Friday, June 8, 2018

How to improve crunch's codebook generators

While writing Basis ETC I sat down and started to study the codebook generation process I used on crunch. crunch would create candidate representational vectors (for endpoints or selectors), clusterize these candidates (using top-down clusterization), assign blocks to the closest codebook entry, and then go and compute the best DXT1 endpoint or selectors to use for each cluster. That's basically it. Figuring out how to do this well on DXT1 took a lot of experimentation, so I didn't have the energy to go and improve it.

Here are the visualizations:

After studying the clusterizations visualized as massive PNG files I saw a lot of nonsensical things. The algorithm worked, but sometimes clusters would be surprisingly large (in 6D for endpoints or 16D space for selectors), leading to unrelated blocks being lumped into the same cluster.

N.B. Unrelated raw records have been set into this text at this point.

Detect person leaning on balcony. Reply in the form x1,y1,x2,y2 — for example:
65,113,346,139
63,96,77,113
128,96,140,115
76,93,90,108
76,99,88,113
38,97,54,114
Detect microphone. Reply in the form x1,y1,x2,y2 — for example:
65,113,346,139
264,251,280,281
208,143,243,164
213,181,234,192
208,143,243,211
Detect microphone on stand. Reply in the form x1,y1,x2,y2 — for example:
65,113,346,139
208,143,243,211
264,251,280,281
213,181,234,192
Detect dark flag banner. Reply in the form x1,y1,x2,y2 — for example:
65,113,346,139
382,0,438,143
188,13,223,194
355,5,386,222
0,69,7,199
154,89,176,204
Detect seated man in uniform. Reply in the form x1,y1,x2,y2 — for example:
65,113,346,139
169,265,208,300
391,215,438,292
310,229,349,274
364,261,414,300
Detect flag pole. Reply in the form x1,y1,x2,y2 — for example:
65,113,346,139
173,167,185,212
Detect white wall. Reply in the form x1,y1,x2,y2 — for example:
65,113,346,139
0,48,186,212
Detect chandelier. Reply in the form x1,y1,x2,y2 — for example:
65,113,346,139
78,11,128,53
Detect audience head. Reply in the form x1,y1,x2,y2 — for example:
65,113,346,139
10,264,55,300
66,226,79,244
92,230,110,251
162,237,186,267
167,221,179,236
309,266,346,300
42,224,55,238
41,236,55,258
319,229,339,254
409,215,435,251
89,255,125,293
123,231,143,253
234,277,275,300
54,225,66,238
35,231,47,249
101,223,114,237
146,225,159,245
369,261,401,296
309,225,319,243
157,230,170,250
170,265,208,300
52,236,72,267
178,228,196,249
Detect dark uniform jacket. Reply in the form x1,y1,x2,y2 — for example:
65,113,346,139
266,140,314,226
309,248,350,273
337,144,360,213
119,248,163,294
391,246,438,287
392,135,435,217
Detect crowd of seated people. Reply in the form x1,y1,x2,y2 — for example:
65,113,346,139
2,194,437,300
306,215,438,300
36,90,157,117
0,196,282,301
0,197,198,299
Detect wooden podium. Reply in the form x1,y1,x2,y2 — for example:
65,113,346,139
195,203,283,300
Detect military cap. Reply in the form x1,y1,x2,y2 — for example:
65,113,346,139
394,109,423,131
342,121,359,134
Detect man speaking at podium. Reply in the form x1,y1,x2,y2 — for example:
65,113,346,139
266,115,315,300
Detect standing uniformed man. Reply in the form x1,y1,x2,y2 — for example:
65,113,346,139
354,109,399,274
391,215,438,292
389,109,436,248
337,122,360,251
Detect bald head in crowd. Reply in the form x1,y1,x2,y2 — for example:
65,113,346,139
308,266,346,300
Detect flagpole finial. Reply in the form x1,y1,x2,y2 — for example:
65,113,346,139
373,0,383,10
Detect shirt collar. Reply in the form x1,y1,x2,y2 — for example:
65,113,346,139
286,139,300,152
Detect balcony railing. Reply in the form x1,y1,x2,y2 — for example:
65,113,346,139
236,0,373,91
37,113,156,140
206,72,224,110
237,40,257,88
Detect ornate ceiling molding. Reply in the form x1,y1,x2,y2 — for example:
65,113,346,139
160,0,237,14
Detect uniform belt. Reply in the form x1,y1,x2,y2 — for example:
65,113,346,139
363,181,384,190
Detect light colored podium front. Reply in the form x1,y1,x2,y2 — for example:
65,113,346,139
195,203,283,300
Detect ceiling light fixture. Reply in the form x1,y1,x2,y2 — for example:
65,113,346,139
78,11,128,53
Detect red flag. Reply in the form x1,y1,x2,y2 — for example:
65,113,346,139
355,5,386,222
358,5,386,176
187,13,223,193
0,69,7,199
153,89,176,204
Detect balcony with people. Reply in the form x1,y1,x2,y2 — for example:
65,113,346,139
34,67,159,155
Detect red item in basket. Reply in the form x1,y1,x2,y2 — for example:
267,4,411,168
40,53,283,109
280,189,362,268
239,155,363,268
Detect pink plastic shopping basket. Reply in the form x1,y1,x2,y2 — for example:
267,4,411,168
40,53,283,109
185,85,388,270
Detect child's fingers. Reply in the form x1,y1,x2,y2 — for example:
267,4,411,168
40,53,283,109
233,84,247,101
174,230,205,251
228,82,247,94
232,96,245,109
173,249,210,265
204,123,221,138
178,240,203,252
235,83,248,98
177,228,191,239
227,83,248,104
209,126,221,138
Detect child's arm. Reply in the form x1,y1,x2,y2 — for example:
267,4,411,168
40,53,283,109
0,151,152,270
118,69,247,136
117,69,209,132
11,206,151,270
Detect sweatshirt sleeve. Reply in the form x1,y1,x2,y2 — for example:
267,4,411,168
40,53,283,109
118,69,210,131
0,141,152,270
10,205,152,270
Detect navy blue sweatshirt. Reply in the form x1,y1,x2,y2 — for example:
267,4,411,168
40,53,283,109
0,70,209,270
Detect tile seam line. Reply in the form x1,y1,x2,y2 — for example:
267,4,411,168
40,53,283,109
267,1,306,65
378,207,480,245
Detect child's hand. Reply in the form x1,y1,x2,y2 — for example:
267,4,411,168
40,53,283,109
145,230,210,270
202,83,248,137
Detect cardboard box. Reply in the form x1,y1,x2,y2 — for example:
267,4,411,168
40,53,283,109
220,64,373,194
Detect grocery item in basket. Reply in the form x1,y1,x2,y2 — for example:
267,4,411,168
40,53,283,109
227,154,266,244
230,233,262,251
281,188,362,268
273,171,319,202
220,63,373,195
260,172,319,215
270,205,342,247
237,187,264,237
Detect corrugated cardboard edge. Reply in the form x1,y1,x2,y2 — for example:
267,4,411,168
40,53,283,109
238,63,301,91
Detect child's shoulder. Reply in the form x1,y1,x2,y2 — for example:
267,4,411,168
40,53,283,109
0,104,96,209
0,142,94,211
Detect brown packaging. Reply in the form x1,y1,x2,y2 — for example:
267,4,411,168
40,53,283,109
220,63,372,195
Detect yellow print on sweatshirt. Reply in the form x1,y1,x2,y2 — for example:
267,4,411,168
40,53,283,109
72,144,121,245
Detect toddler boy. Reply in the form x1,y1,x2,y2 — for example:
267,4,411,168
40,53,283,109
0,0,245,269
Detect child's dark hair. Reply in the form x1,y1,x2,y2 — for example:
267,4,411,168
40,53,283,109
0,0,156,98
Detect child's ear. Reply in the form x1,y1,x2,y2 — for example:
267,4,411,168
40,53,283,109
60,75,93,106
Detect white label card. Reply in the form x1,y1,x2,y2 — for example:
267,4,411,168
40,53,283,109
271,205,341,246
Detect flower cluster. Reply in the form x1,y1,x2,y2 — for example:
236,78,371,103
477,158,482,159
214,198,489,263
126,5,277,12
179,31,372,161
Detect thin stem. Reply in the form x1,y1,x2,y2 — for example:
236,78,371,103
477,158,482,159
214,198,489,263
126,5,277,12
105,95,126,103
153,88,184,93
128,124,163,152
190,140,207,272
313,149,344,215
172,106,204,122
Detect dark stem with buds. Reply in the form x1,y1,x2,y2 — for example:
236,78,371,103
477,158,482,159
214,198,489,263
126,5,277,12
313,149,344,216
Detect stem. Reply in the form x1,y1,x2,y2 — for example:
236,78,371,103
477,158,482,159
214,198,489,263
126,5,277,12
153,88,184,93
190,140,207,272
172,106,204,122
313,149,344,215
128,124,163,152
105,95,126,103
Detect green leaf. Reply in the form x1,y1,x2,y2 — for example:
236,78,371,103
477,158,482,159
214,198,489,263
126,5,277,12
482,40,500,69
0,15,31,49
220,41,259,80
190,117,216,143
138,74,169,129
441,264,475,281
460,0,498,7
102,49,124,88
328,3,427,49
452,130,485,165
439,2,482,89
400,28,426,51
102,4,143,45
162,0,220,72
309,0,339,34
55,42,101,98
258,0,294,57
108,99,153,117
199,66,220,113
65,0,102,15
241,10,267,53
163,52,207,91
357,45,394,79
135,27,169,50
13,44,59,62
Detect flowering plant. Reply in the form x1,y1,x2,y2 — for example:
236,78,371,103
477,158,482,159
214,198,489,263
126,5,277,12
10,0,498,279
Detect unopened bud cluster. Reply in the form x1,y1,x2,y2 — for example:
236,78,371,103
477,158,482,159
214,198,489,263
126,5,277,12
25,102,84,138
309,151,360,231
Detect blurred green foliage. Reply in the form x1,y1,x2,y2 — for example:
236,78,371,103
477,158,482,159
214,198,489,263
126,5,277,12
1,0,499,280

To fix this, I started using Lloyd's algorithm at a higher level, so the codebook could be refined over several iterations:

1. Create candidate codebook (like crunch)
2. Reassign each input block to the best codebook entry (by trying them all and computing the error of each), creating a new clusterization.
3. Compute new codebook entries (by optimizing the endpoints or selecting the best selectors to use for each cluster factoring in the block endpoints).
4. Repeat steps 2-3 X times. Each iteration will lower the overall error.

You also need to insert steps to identify redundant codebook entries and delete them. If the codebook becomes too small, you can find the cluster with the worst error and split it into two or more clusters.

Also, whenever you decide to use a different endpoint or selector to code a block, you've changed the clusterization used and you should recompute the codebook (factoring in the actual clusterization). Optimizations like selector RDO change the final clusterization.